Lagochilus as ethnobotanical

dispelling hype

Many Lagochilus species have a history of use as herbal medicine in Uzbekistan, Tajikistan, Mongolia, Turkmenistan, Kazakhstan, Afghanistan, and other places. Outside of these locales, interest in the genus is due to the overstated recreational (nowadays euphemistically called "entheogenic") potential. Lagochilus, L. inebrians in particular, makes a very bitter tea with a barely perceptible calming effect.

R. Gordon Wasson is partly to blame for the hype, as at one point in the 1970's he tossed around the idea that L. inebrians was the mythical Soma of the Rigveda.

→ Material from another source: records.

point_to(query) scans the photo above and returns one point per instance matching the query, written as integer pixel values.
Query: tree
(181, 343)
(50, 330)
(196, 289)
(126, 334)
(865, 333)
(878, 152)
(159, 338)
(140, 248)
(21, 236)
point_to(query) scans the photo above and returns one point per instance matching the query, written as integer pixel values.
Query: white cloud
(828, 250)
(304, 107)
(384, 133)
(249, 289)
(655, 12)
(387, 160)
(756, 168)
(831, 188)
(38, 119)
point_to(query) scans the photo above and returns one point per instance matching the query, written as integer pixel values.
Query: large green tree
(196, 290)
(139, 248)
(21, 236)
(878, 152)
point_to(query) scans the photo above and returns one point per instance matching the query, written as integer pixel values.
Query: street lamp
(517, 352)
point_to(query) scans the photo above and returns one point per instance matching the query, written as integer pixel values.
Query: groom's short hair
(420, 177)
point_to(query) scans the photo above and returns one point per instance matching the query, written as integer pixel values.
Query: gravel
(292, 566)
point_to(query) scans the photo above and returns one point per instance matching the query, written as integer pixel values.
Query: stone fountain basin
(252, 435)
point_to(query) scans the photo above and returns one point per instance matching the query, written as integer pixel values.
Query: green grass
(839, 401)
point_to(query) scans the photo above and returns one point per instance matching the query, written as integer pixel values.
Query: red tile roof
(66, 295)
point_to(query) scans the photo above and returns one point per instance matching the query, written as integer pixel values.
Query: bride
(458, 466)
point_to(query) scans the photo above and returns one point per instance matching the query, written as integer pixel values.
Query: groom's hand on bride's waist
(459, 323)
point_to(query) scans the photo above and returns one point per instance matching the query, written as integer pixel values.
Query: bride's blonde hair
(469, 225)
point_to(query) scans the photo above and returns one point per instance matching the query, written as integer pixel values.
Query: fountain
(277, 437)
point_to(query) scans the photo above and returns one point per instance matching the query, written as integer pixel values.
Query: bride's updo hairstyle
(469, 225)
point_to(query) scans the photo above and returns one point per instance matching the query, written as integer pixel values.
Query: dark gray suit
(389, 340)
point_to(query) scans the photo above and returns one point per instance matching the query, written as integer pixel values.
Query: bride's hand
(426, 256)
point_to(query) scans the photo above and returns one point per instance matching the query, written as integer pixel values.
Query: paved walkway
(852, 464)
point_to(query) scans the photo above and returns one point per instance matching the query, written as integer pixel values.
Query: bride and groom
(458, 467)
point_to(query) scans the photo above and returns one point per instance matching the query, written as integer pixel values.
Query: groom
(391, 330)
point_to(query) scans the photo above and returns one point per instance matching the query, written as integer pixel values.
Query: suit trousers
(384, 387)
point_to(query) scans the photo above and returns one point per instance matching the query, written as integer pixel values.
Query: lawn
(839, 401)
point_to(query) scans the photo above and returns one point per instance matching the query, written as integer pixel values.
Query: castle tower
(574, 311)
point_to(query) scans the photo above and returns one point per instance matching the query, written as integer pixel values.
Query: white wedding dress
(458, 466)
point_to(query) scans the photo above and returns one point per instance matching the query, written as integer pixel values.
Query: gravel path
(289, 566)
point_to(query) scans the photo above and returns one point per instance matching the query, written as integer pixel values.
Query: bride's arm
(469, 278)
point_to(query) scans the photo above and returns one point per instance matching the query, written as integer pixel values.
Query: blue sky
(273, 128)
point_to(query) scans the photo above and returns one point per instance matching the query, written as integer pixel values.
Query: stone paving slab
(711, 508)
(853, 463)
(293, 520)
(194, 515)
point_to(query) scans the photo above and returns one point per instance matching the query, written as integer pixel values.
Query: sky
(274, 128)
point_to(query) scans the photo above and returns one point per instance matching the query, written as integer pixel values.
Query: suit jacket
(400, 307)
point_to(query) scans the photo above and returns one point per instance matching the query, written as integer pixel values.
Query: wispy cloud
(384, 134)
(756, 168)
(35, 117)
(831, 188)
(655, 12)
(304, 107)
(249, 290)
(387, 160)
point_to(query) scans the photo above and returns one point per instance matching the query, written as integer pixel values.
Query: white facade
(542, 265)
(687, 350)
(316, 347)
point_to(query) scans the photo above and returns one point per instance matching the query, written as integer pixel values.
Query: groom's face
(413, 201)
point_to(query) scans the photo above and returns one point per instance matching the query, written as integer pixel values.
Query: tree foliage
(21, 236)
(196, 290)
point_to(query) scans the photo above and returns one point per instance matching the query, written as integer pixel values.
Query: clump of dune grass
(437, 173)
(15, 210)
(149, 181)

Most sources repeat the idea of L. inebrians as a hallucinogen or inebriant. From Hallucinogenic Plants, a Golden Guide (1976): "For centuries it has been the source of an intoxicant among the Tajik, Tartar, Turkoman, and Uzbek tribesmen." This is unsubstantiated and contrary to my personal experience. After nearly 10 years, I'm still looking for a primary source describing use of L. inebrians as an intoxicant.

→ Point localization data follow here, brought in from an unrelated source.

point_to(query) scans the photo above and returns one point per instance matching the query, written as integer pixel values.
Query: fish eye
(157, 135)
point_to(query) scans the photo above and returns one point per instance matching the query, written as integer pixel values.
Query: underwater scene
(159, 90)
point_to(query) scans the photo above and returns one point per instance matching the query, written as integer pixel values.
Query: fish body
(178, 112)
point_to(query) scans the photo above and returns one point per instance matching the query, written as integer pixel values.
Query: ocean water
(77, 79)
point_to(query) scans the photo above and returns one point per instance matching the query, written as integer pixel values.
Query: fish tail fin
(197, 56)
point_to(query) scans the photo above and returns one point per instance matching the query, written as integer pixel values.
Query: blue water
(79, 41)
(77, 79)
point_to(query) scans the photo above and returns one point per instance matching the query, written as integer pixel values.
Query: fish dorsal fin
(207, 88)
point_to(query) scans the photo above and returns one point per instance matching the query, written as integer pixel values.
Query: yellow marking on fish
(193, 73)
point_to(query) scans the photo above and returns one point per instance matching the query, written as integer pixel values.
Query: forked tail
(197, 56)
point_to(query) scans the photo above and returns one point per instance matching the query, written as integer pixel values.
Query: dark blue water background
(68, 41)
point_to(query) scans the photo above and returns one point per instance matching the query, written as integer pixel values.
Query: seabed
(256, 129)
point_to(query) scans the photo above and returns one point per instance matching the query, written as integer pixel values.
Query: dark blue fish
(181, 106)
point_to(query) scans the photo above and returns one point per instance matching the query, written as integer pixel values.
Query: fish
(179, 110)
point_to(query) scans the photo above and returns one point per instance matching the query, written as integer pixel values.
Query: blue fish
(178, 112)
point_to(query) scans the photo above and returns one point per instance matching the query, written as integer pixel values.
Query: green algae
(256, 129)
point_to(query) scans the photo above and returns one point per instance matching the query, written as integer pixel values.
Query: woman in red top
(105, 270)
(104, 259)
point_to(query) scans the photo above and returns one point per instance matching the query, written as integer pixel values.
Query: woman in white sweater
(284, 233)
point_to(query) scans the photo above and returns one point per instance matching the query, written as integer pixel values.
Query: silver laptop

Interest in Lagochilus picked up on in the early 2000's and 2010's. A common source for Lagochilus inebrians during this time was Daniel Siebert's "Sage Wisdom Botanicals".

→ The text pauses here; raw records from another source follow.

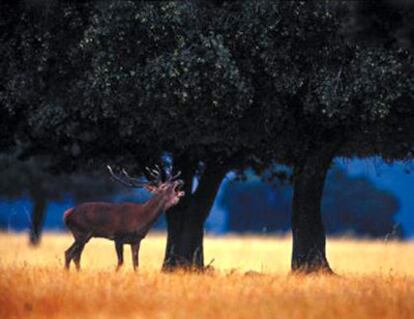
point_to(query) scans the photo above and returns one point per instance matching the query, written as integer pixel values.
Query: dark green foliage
(219, 85)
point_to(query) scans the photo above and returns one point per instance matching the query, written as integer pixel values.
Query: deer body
(124, 223)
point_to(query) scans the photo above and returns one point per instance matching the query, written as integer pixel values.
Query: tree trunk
(38, 216)
(186, 223)
(307, 227)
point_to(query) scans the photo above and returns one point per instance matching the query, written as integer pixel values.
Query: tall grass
(251, 280)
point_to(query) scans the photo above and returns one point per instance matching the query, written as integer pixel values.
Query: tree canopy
(217, 85)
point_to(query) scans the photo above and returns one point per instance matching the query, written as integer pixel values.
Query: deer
(124, 223)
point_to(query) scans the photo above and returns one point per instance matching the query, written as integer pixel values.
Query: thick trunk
(186, 223)
(307, 227)
(38, 216)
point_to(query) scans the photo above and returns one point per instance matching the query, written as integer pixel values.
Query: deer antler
(126, 180)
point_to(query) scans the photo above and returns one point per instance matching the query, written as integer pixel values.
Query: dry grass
(377, 281)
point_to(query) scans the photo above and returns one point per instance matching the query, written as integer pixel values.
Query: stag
(124, 223)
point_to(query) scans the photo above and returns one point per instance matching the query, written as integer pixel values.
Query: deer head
(161, 183)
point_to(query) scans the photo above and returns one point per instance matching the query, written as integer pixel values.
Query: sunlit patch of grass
(251, 280)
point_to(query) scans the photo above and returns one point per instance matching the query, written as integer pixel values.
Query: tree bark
(308, 232)
(186, 223)
(38, 217)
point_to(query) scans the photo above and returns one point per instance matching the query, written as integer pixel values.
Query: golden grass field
(376, 281)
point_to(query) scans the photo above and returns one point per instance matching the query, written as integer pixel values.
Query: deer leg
(135, 253)
(77, 254)
(119, 247)
(69, 254)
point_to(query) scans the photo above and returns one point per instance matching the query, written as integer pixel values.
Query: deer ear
(150, 188)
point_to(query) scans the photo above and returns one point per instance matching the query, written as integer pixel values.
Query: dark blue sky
(393, 178)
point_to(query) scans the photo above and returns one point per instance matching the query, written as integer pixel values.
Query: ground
(250, 280)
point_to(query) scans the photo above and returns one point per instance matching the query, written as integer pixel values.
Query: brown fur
(125, 223)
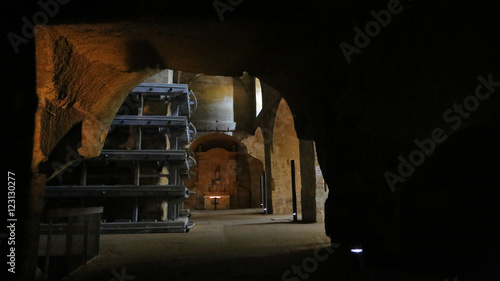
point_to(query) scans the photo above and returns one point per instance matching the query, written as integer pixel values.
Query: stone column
(269, 178)
(308, 180)
(28, 235)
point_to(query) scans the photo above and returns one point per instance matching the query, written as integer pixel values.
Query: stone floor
(228, 245)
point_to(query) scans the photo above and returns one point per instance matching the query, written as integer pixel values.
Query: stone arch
(285, 148)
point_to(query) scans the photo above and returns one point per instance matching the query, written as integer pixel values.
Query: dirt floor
(229, 245)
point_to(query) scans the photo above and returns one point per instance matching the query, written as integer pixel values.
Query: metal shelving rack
(179, 131)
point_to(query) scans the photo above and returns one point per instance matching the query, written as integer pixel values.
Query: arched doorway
(226, 176)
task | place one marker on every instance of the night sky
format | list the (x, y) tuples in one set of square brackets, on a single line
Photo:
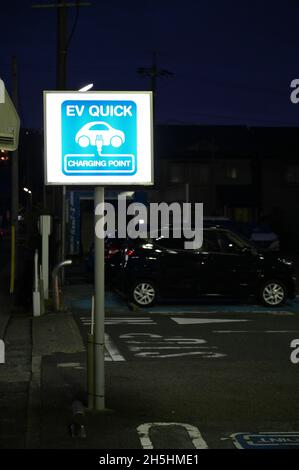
[(232, 60)]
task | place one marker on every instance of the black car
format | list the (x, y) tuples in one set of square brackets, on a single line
[(226, 265)]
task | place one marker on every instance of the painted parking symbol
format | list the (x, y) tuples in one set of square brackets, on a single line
[(194, 436), (154, 346), (99, 137)]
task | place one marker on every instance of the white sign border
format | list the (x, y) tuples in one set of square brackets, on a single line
[(95, 182)]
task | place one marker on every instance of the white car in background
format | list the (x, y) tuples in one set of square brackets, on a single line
[(94, 131)]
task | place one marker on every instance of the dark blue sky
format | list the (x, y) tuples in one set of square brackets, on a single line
[(232, 60)]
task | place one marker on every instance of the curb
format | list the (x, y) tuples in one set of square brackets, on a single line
[(32, 439)]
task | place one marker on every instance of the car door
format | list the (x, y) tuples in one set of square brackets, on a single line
[(177, 268), (236, 265)]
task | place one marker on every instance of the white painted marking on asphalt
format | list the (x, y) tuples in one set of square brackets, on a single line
[(256, 331), (196, 438), (68, 364), (139, 343), (112, 350), (121, 320), (203, 321), (205, 354)]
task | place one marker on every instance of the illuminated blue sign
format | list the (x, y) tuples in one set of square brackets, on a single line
[(274, 440), (99, 137)]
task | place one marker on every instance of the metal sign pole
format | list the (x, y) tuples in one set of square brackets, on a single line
[(99, 316)]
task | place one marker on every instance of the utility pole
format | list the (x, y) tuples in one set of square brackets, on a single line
[(154, 72), (63, 42), (14, 188)]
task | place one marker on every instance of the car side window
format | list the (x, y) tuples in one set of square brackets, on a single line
[(210, 242), (231, 243), (170, 243)]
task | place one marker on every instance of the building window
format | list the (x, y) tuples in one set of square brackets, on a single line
[(176, 173), (292, 174), (231, 173)]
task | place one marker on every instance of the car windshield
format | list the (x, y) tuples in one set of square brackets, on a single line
[(240, 242)]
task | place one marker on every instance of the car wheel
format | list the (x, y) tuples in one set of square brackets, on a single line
[(143, 293), (84, 141), (116, 141), (273, 293)]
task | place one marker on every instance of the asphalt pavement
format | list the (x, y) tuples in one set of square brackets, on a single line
[(178, 379)]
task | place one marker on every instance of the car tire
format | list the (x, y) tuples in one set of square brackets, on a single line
[(116, 141), (84, 141), (143, 293), (273, 293)]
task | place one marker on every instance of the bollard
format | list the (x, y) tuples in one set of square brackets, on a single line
[(36, 292), (78, 420), (90, 371), (55, 283)]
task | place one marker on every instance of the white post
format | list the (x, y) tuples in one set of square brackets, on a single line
[(45, 231), (99, 317), (36, 292)]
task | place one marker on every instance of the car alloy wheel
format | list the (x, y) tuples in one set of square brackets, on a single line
[(144, 294), (273, 294)]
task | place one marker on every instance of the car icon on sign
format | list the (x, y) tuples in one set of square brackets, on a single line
[(93, 131)]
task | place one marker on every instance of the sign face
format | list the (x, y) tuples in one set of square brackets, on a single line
[(98, 138), (274, 440)]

B. Schulz's article "Lagochilus inebrians Bge. eine interessante neue Arzneipflanze" in Deutsche Apotheker-Zeitung (Vol. 99, 1959) appears to be the earliest reference in Western scientific literature to Lagochilus as an inebriant: "The intoxicating effects of tea infusions from Lagochilus were well known to the Mohammedan Uzbeks, Turkmens, Tatars and Tajiks of Central Asia and they worshiped this pleasure, despite the strict ban of the Prophet to drink intoxicating drinks for centuries..." However, there is no supporting primary evidence cited for this lurid, exoticizing statement.

documented use

Lagochilus does have a well-supported use in folk medicine as a styptic, both as tisane and poultice.